# Need a good frizz control hint



## Cheri (Jan 7, 2008)

Even after being groomed she was still frizzy. It's her back side where all the mats were. I thought it would calm down after being bathed, but it's not. It'll be alright after I comb and brush, but as soon as she shakes, it's all frizz again.
ANy tips would be great! Thanks!!!

Anyone else having or had this problem and got rid of it?? Tell me your remedy!!

~~Cheri~~


----------



## bellaratamaltese (May 24, 2006)

I think it's just her coat type. I have a girl who I'm trying to grow her coat back out and her ends are frizzy. My daughter is using her for jr showmanship so when she shows her, I have to flat iron, flat iron, flat iron. Then she looks nice and straight for maybe five minutes, LOL. This is what she looks like typically.

[attachment=32107:IMG_8776.jpg]

[attachment=32108:IMG_8357.jpg]

[attachment=32109:IMG_8669.jpg]

There are products you can try to help. If you give her a bath yourself, try using Garnier Fructis Sleek and Shine conditoner, I love that stuff. I might tame those frizzies. I try not to put too much on her coat in the way of grooming sprays/straighteners because I find she mats up more when I do. This is the third time I've tried to grow her out so I'm hoping the third time is the charm!


----------



## sassy's mommy (Aug 29, 2005)

I need some more info............do you mean frizzy like static, or frizzy like cottony, or like damaged hair? 

CC makes a product called Silk Spirits which is a type of oil that when applied to the hair the hair will soak it up and help with the texture and feel. 

Many people make the mistake of thinking silky coat feels like silky human hair. It doesn't..........if feels smooth, soft and silky but because the hair shaft is so fine it doesn't feel like human hair. I hope this makes sense, you don't actually feel the hair shafts like on a human head.


----------



## jmm (Nov 23, 2004)

Cowboy Magic


----------



## mimi'smommy (Dec 9, 2007)

Smoothing a little coconut oil over Mimi's coat works wonders to keep her hair smooth and flatter over her body -- without it she looks like fluffy frizz ball


----------



## Cheri (Jan 7, 2008)

> I need some more info............do you mean frizzy like static, or frizzy like cottony, or like damaged hair?
> 
> CC makes a product called Silk Spirits which is a type of oil that when applied to the hair the hair will soak it up and help with the texture and feel.
> 
> Many people make the mistake of thinking silky coat feels like silky human hair. It doesn't..........if feels smooth, soft and silky but because the hair shaft is so fine it doesn't feel like human hair. I hope this makes sense, you don't actually feel the hair shafts like on a human head.[/B]

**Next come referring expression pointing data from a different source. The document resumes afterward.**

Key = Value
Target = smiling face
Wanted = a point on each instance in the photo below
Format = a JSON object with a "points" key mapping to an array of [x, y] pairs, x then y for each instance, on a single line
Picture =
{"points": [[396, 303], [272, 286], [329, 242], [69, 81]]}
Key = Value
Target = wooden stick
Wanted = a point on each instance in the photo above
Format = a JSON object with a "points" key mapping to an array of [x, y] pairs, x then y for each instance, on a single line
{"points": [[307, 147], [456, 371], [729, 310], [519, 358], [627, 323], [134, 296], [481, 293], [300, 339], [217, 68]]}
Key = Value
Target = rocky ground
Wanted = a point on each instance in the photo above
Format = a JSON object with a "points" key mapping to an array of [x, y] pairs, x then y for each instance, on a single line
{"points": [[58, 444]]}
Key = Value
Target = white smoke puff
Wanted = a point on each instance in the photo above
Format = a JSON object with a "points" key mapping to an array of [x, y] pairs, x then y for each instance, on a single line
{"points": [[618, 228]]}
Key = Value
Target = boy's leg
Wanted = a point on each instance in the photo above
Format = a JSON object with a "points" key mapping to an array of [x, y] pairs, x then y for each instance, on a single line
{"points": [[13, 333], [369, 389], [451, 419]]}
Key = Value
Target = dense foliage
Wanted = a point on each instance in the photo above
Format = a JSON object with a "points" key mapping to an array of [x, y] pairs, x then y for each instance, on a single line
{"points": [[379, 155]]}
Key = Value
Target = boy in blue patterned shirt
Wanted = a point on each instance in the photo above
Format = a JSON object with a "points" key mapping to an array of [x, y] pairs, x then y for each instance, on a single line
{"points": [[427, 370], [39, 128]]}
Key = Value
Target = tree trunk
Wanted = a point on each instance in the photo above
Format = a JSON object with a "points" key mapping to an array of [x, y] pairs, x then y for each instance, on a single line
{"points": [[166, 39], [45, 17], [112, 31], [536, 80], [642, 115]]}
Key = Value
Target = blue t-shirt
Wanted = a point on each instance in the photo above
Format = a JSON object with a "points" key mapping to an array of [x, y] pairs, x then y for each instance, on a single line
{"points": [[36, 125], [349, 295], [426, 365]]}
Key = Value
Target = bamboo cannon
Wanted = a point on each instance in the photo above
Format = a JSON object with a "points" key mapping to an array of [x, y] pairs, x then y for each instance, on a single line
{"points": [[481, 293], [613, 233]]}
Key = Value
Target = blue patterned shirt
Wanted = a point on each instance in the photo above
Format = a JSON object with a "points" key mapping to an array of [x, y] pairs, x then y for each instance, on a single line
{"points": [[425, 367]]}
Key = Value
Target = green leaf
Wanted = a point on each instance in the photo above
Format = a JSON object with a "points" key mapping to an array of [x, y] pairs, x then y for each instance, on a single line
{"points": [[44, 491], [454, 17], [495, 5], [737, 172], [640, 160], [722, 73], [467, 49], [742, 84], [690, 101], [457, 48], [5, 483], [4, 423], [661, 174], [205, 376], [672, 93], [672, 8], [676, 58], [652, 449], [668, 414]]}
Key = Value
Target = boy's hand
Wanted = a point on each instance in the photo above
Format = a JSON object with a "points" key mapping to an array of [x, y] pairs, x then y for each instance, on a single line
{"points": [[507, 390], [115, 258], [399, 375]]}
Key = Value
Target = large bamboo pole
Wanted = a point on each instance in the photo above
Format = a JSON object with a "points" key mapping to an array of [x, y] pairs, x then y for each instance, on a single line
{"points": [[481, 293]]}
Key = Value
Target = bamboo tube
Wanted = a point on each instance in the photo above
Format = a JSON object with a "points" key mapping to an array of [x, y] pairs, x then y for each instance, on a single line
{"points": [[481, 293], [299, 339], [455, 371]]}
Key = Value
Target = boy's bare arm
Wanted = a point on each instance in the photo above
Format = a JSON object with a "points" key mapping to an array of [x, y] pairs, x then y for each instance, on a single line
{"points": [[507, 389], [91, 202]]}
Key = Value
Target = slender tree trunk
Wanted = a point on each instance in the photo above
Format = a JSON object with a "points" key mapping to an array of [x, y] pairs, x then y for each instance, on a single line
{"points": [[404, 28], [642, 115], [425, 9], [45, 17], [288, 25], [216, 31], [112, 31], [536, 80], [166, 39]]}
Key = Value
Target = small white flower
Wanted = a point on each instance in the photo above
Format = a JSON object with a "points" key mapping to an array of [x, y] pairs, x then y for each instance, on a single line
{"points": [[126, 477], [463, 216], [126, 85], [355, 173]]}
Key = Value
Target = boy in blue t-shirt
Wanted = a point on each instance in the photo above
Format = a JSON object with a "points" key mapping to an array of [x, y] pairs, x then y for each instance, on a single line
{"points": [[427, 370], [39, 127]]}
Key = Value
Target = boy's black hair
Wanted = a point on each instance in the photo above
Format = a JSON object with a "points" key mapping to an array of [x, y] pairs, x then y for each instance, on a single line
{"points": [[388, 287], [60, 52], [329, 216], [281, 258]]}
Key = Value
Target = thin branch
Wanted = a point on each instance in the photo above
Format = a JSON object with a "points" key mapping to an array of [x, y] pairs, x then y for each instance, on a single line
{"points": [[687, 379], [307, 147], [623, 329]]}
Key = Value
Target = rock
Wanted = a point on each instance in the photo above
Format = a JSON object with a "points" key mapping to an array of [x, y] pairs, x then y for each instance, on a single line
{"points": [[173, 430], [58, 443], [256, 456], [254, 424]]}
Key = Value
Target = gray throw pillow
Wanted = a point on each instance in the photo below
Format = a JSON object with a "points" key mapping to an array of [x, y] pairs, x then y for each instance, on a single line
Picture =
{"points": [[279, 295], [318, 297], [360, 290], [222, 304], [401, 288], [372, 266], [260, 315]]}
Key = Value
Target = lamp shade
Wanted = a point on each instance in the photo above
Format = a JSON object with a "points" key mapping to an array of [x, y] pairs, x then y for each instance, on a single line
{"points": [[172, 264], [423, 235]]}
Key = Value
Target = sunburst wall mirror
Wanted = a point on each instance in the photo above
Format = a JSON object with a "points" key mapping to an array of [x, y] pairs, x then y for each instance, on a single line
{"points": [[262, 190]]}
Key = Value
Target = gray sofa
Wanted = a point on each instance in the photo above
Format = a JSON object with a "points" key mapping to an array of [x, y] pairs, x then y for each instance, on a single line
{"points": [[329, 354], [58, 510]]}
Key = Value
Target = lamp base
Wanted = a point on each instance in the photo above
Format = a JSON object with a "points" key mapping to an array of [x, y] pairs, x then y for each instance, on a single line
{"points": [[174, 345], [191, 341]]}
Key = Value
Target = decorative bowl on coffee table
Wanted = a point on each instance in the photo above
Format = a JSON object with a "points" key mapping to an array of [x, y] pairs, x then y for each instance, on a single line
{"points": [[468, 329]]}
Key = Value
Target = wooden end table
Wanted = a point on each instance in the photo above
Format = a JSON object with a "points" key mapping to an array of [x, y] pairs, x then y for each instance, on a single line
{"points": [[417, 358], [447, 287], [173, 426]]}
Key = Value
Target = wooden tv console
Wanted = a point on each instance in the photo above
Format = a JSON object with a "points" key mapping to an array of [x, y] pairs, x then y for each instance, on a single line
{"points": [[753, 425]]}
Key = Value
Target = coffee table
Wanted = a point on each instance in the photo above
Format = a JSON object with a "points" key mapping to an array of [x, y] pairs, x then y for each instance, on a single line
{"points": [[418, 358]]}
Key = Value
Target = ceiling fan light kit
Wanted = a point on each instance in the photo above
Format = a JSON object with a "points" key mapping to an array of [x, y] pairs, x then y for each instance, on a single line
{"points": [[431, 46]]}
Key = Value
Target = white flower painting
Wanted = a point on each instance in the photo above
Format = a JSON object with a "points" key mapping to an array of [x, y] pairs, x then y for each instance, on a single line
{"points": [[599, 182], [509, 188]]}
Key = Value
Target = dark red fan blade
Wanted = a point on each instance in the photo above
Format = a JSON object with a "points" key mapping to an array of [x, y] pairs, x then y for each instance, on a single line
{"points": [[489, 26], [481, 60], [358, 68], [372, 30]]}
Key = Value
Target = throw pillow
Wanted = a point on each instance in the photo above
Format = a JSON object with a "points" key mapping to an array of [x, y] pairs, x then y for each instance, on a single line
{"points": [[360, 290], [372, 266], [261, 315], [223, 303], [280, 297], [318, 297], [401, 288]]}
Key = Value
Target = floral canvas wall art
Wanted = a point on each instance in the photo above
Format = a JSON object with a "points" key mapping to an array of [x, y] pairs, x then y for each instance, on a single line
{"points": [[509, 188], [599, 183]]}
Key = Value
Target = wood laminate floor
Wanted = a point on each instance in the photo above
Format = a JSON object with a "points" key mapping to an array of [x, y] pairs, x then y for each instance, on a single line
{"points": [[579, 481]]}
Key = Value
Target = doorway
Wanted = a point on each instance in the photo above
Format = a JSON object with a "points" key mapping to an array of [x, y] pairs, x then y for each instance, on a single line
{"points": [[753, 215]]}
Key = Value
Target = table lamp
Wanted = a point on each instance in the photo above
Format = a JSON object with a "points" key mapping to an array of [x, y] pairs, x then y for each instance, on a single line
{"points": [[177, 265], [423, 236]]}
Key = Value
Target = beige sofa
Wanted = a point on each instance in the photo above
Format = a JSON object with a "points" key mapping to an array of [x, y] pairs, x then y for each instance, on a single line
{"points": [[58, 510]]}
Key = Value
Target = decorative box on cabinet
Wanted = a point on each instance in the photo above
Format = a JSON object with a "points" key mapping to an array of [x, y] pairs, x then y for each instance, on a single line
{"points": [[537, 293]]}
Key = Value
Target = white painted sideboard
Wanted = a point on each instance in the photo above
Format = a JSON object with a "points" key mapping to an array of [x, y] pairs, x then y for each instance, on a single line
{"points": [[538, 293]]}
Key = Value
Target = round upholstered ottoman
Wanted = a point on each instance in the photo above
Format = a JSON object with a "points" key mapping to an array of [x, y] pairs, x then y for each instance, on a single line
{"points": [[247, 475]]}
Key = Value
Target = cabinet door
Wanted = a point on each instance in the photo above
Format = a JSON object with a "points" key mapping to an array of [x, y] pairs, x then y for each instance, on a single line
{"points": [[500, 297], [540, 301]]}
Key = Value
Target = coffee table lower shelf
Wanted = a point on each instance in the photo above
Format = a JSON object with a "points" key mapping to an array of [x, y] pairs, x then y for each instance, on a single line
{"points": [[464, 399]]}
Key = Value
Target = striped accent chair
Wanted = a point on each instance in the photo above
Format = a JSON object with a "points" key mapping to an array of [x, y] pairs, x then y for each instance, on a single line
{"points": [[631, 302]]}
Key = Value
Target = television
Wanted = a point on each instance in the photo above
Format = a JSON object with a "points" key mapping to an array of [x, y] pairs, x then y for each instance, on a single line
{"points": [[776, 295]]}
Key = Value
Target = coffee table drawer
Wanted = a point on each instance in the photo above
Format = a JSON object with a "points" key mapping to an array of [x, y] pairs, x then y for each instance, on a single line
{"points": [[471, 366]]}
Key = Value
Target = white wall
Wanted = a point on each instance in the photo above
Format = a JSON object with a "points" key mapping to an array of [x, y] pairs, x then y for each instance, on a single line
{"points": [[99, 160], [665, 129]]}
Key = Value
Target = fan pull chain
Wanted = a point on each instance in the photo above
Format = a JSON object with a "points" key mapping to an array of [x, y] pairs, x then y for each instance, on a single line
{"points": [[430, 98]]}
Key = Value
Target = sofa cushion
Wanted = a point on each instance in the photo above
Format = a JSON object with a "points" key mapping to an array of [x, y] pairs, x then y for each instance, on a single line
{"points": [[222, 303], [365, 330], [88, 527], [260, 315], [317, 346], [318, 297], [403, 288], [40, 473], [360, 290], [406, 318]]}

I'm not sure...it's soft, not dry feeling, just dry looking. It's silky and soft but like totally frizzed out! The other day she fell in my koi pond (it's not deep at ALL because it's a very small pond and she was only half in, it was her back end that slipped in lol) and I had to bathe her. I remembered that someone saud garnier (sp??) but all I had was aussie moist (what I use and LOVE) so I tried that. I let the conditioner sit for about 3-5 minutes (as long as I could without stressing her out too much) and made sure to rinse very well, and it seemed to help a lot. She's still a bit frizzy, but you can see a definate difference. I'm going to use it a couple more times and see what it does, and then maybe try some garneir and see how that does too. I've heard that used on two seperate boards now.
~~Cheri~~


----------



## CrystalAndZoe (Jul 11, 2006)

I've been using Pantene Ice Shine Shampoo and Conditioner for a while now and am happy with the results. But
I have noticed this winter more static and a bit less shine. So I tried the Garnier Fructis Sleek and Shine conditoner.
I could see a difference after one use. Wonder if it will be too heavy this summer and I may have to go back
to the Pantene...or alternate. But I LOVE the smell of Garnier!!


----------



## cinders (Dec 7, 2005)

OKay, I'm having the same problem, I think?? My little one is one big static-y mess. The minute I touch him or brush him his hair sticks straight out. I've tried the slicker conditioner and a special leave in conditioner that the groomer recommended but it doesn't seem to help.
I thought about trying a "human" conditioner but my groomer said absolutely not because of the acidity would dry out Murphy's skin.
I could use any help any one can give me. I even thought about putting him on emu oil to see if that helped.

HELP!!!


----------



## cinders (Dec 7, 2005)

Sorry for being so ditzy but what is cowboy magic and where do you get coconut oil???
Thanks for your time and patience!


----------



## Cheri (Jan 7, 2008)

Well, Violet doesn't have static much, even on the dry days. Her problem is more frizzy. I really don't think it's damaged, I think it's just dry. Wich could be your problem too. There's a brush (cris something, HUGE on the boards and I'm sure someone will jump in with the link lol) that is made of copper I think that is totally static free. You might want to look into it. I think it's something like $30 though. A huge down side for me LOL.
As far as people shampoo...I'm not sure about that either. I was always taught that people's shampoo should never be used for pets because our PH it totally different than theirs and it would dry them out. BUT...the people on this board have been using it for years without problems, so I'm willing to give it a try. I have only had her for two weeks (today! YEAY!) and she's been to the groomer once, and I have had to bathe her twice already (I usually would only bath once a week at the most, but she fell in my pond once and pooped her diaper the other time...eww what a mess that was) and I used Aussie's 'moist' that I use for myself, and not only does it leave that awsome smell, but it also seemed to help tame the frizz on her coat enough for me to be able to see a difference. The second time I washed her it helped even more. So next week we'll see if it helps more again! lol. I htink it would be ok for you to at least try one. The majority of people that I have heard use garniar fructis, but there's a certain one that hopefully someone will chime in with because it escapes me right now, and also some I hear use loreal kids 2&1 (comes in many yummy scents!) and the bonus to that one is that it's probably tear free so you can wash their face easily. Your groomer might have otld you that if you are buying shampoo at her place, or because the industry teaches you you shouldn't use anything else. Either way, it's your discision.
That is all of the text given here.